From a corporate perspective, the LLC provides the same veil protection as a legal entity to its members but is subject to fewer formalities. Non-US members’ than a traditional corporate structure but has the same limited liability protection for its members. Units or interests that are issued to non-U.S. persons do not require any formal registration under exemptions to certain federal and state securities laws.
从公司的角度来讲, LLC为他们的拥有者的私有财产提供的保护是一样的。 但同时,LLC的拥有者的投资不需要象其他公司一样要向有关部门申报。 
From a U.S. income tax perspective, an LLC may be treated for tax purposes either as a disregarded entity or a partnership. The income, profit, deductions, and losses generated by the partnership generally flow through the LLC to the investor on a pretax basis as shown on a Schedule K-1. Unlike corporations that may be taxed twice, the LLC’s tax flow through members’ personal taxes, therefor is imposed once. 

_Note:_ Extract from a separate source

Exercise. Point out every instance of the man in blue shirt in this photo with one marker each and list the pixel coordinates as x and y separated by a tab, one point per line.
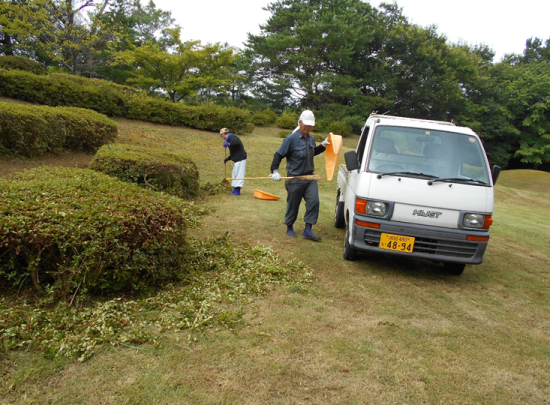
238	155
299	149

从美国收入税的角度来讲,LLC在IRS的眼里不是一个纳税个体。 它的收入, 盈利,税收减免或损失都分配到个人处, 由个人直接上税。 不象Corporation, 一次收入有可能交两次税, LLC的收入只上一次。 
Domestic U.S. investors who are partners expect to pay taxes, based on their prevailing U.S. federal and state tax rates and income and cash distributions received from the LLC, as shown on each partner’s Schedule K-1. Foreign partners may not have these expectations. Indeed, how does a foreign partner who 1) is not physically located in the United States, 2) does not maintain an office in the United States? Under the Internal Revenue Code of 1986 and its accompanying regulations, if a foreign partner has business activities, offices, or employees within the United States, his or her distributive share of partnership income is deemed to be “effectively connected” with trade or business conducted within the United States.
美国人每年都要按一定的税率纳税。 那么外国人呢? 尤其是没有住在美国的外国人呢? IRS 1986的税率规定这样的外国人的税收按照国际贸易的方式交。